Like Nurmi, Martinez published a book in 2016 called Conviction: The Untold Story of Putting Jodi Arias Behind Bars. Similarly, his book promised to “unearth new details from the investigation that were never revealed at trial, explor[e] key facts from the case and the pieces of evidence he chose to keep close to the vest.” The book also included unfavorable characterizations of Arias, and alleged that one juror was in love with her. A bar complaint was also filed against Martinez for his book. Although Nurmi was disbarred, Martinez’s complaint was dismissed.

Of course, as a defense attorney, Nurmi’s decision to speak negatively about Arias has significantly different implications than Martinez’s decision to do the same. But whether or not Martinez’s decision to write a book was technically improper, it was certainly unprofessional.

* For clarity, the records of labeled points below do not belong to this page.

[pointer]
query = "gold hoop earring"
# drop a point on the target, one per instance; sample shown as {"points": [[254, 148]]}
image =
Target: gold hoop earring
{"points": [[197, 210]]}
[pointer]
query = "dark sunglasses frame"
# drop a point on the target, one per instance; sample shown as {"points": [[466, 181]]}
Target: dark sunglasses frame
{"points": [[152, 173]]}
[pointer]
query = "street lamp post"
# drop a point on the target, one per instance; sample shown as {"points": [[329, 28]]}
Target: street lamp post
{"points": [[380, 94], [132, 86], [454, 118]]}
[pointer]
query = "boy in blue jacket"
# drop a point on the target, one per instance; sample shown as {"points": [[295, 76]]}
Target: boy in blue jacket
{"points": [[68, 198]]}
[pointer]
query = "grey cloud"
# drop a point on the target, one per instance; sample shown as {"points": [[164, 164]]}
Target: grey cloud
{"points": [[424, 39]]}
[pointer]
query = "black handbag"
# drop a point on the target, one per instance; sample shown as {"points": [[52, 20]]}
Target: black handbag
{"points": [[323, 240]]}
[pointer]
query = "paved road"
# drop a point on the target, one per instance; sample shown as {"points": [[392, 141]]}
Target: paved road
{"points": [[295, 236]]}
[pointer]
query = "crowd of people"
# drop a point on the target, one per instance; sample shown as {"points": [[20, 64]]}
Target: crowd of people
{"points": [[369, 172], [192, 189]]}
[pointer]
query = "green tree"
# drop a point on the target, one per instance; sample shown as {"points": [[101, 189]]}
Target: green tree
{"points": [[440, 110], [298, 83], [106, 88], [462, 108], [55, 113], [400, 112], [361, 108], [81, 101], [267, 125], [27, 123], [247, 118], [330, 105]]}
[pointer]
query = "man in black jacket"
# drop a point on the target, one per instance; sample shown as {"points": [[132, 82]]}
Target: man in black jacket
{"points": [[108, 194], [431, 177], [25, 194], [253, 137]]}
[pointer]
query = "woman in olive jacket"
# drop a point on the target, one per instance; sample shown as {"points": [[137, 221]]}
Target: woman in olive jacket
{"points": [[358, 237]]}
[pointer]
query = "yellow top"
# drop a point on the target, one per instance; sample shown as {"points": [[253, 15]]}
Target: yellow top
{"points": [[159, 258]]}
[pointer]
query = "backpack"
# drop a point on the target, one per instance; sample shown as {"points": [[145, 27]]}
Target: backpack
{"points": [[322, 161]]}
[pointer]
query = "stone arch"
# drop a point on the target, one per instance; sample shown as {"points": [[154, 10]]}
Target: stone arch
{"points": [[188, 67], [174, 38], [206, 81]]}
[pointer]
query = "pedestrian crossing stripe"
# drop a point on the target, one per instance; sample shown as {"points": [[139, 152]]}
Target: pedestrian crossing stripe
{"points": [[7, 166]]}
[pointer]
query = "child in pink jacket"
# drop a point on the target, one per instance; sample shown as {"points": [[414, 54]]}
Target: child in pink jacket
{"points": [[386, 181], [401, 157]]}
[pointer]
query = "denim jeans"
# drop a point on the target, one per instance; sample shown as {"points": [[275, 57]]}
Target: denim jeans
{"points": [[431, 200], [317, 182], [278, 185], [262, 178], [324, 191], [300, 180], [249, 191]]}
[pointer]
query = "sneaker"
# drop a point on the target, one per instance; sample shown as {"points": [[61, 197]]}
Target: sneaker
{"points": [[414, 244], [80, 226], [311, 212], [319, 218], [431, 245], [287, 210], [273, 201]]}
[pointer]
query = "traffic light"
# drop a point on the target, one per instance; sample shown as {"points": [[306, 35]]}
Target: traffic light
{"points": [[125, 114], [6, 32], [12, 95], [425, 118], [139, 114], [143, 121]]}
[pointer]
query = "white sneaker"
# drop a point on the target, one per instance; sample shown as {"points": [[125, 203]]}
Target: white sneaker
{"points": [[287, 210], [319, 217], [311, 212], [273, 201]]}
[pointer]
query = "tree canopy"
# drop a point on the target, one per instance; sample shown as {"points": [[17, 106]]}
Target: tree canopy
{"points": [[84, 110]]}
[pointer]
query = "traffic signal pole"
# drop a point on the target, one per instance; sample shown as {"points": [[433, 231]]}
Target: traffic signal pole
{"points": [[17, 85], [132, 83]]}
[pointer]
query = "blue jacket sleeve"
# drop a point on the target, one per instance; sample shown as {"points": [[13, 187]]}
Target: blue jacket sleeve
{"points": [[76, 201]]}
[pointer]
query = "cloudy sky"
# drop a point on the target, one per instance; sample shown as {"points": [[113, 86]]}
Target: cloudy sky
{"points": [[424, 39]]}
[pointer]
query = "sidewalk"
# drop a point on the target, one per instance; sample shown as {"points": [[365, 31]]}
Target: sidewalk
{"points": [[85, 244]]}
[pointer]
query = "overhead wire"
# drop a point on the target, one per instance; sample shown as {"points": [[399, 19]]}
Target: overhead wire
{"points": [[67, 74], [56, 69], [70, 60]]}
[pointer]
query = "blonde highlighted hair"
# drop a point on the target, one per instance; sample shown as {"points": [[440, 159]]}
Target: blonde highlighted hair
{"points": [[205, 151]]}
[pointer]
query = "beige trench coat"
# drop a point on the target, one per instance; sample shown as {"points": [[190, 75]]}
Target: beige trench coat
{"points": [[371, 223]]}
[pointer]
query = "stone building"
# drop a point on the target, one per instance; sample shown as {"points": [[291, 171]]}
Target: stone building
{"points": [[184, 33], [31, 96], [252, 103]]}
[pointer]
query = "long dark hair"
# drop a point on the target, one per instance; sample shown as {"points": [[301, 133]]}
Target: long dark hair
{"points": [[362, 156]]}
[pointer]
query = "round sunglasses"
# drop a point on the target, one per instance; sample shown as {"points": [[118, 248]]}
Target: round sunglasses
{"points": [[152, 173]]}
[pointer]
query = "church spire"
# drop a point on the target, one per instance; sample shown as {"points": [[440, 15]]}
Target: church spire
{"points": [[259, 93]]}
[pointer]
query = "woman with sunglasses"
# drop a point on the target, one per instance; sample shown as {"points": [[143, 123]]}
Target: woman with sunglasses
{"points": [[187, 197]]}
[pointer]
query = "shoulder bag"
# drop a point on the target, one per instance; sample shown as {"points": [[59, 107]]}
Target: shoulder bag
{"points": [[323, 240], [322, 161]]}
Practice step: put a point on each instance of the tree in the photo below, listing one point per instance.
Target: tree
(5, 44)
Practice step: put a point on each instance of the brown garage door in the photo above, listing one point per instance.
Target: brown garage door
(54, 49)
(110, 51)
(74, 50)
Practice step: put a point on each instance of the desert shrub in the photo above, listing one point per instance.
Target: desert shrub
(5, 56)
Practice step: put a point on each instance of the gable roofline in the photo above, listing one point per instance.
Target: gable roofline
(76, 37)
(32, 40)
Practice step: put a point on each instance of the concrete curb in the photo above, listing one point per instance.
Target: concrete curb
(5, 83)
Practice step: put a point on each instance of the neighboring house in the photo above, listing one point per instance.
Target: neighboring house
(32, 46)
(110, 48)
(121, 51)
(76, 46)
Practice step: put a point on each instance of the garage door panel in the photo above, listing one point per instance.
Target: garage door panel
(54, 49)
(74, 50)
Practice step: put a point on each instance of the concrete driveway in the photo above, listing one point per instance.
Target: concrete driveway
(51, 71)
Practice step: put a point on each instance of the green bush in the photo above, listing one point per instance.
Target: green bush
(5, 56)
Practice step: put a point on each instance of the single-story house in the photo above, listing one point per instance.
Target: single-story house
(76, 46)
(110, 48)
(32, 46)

The state bar agreed. “The perception created when a prosecutor attempts to immediately profit from his participation in a high-profile case is also very concerning,” stated the court’s order of dismissal. Others also criticized Martinez’s book. Dan Barr, an attorney in Phoenix and a former member of the State Bar of Arizona’s Ethics Committee, said it was a “horrible idea.”

“I can’t imagine what the County Attorney’s Office is thinking,” he stated. “There’s no upside for the county here in Juan Martinez publishing. There obviously is an upside for Juan Martinez in promoting himself and publishing his book.”

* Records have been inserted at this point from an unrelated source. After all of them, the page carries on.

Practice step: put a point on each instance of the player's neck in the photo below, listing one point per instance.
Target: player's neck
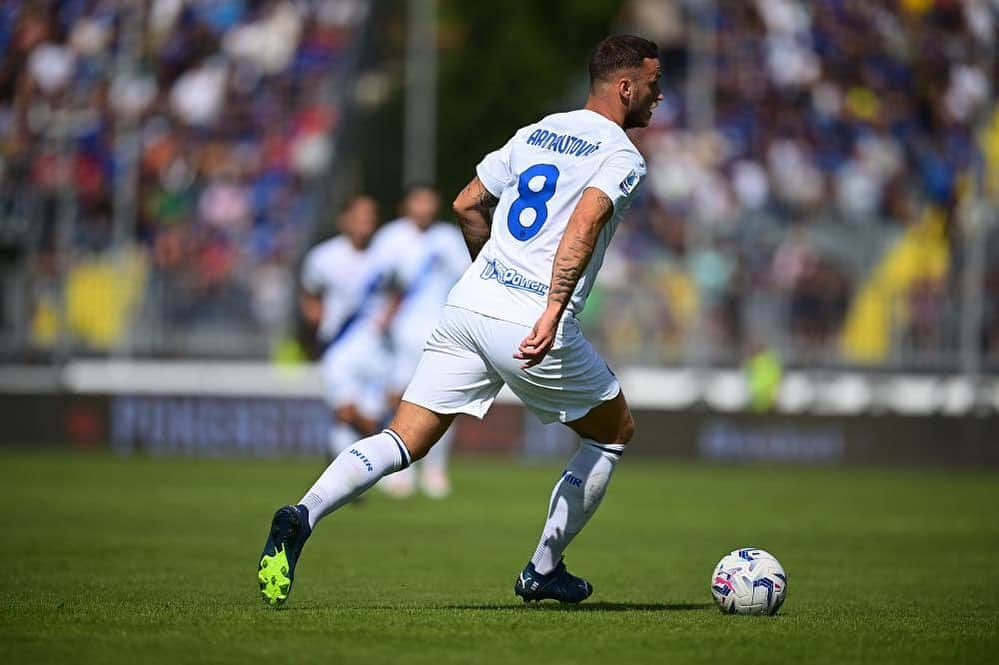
(598, 105)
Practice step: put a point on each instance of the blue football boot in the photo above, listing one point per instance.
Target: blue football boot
(276, 571)
(560, 585)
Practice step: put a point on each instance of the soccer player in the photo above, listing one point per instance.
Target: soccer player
(429, 257)
(345, 298)
(537, 219)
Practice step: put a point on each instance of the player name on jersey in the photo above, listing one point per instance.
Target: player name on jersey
(564, 144)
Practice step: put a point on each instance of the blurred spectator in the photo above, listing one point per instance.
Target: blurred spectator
(225, 105)
(834, 124)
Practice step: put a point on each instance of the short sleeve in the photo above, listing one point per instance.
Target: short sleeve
(494, 170)
(620, 175)
(312, 277)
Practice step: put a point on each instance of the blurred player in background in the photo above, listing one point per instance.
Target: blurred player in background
(428, 257)
(345, 299)
(537, 219)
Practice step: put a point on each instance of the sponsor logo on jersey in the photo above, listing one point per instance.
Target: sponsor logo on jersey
(564, 144)
(630, 182)
(512, 278)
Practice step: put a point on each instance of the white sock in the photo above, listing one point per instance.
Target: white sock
(342, 436)
(353, 471)
(574, 500)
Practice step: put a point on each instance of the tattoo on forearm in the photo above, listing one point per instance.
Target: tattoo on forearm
(574, 252)
(476, 216)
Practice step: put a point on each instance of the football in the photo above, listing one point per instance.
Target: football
(749, 581)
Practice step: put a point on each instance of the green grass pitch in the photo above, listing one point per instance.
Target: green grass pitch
(149, 561)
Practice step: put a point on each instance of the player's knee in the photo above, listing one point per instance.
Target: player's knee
(626, 429)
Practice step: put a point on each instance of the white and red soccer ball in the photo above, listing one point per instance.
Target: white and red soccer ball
(749, 581)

Not only has the state bar declined to hold Martinez accountable, but judges have repeatedly turned down opportunities to penalize outrageous behavior. In 2005, Martinez compared a Jewish defense lawyer to Adolf Hitler, which the Arizona Court of Appeals described as “reprehensible.” During that same trial, Martinez told the jury that the defendant had covered up past crimes, even though the judge had ruled that information could not be disclosed to the jury. The Court of Appeals called the disclosure “improper.” Still, the case was not overturned and no action was taken against Martinez.

Also in 2005, Martinez prosecuted Cory Morris, who was convicted of killing five sex workers and dumping their bodies in an alley. Martinez accused Morris of necrophilia, telling the jury that the defendant “continued to have sex with their bodies until they rotted and fell apart.” There was only one problem—the medical examiner hadn’t concluded any such thing. Yet, the Arizona Supreme Court excused his behavior, concluding that prosecutors have “wide latitude,” and did not overturn Morris’s case.

Even without the state bar and the courts, Martinez is presumably accountable to his office. But his boss, County Attorney Bill Montgomery, has repeatedly swept aside the misconduct allegations. Montgomery has even blamed the recurring complaints against Martinez on the ability of people to file complaints, implying that they are frivolous. Montgomery and his line prosecutors are emphatic about being tough on crime, and adhere to an ethos of harsh consequences. Yet, when it comes to Martinez, that attitude does not seem to apply.

Clark and Adams’s petition is still under consideration, so there remains a chance that Martinez will be held accountable by the state bar. But until then, he continues to be one of the most powerful prosecutors in Arizona—and continues to evade consequences.